In her book “The Sexual Paradox”, author Susan Pinker stated that men are better than women in both scrabble and chess. Perhaps not. Take scrabble. More men are the bottom of intellectual abilities, so more most likely could not learn the game of scrabble at all. Generally, women tend to be better spellers than men. Considering all factors, perhaps women are as good in scrabble and other games overall, even though men are the top performers. This is a testable hypothesis.
Susan Polgar runs all female chess tournaments for girls and is advocate for such competitions. I happen to agree that it is a good idea. However, her reasoning is not without hypocrisy. She contends that men have been advantaged in chess, for amount other reasons, they have been more encouraged to play the game.
The Polgar sisters were part of an experiment introduced by their father to prove that anyone can be a chess champion. The sisters (there is a third top chess playing sister) success is evidence that women, or other groups could perform better than they have. But most likely, no group of people has had an equal opportunity to the three of them to succeed in chess. By Susan’s reasoning, other players should not have to compete with the three sisters. Doesn’t that sound ridiculous, when applied to women?
So, for adult competitions, why should there should there be a segment of the FIDE that excludes men from earning income? The same can be asked about other advantages given to women. For instance, a male chess player lamented about giving women free entry in tournaments. While in order for him to enter, he had to pay over two days salary (w.reddit.com › chess › comments › is_chess_sexist).
Grandmaster Jennifer Shahade explained why such all-female competitions are necessary. Without them: “women would just get other jobs and stop playing chess (A Gender Divide in The Ultimate Sport of The Mind | WBUR).” You know, like all male chess players in the world with comparable chess abilities. Then again, perhaps all these women have husbands and children to support?
Sexism regarding all female tournaments was addressed in “Sports Illustrated”. As one would expect it was about discrimination against women. That is, explaining female players are being discriminated against because their male excluded tournaments, have too little prize money compared to the open competitions.
Perhaps an analogy would explain how absurd this is. Black runners dominate the fastest sprint competitions in a similar degree to men in chess. Should we exclude all black runners from competitions and have the other runners complain about racism because they make too little money for their inferior performance? Why is that a good thing regarding women in chess?

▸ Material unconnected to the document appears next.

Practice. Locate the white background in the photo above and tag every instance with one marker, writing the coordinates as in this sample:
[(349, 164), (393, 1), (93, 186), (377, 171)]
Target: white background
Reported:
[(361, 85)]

As all chess players know, the only female piece the Queen, is easily the most powerful in the game. This has been true since about 1400 AD. One can only imagine the allegations and theories of sexism, if the genders of the pieces were the reverse. Nevertheless, it is mostly boys who flock to the game. Does this tell us anything about the presumption of chauvinism among the male sex?
I believe if we had an all-female chess board with the exception of one most powerful male piece, it would be cited as a reason man are the top players. If you think such a theory would not be taken seriously, you are not familiar with much of feminist literature, or the mainstream media that takes such speculations seriously.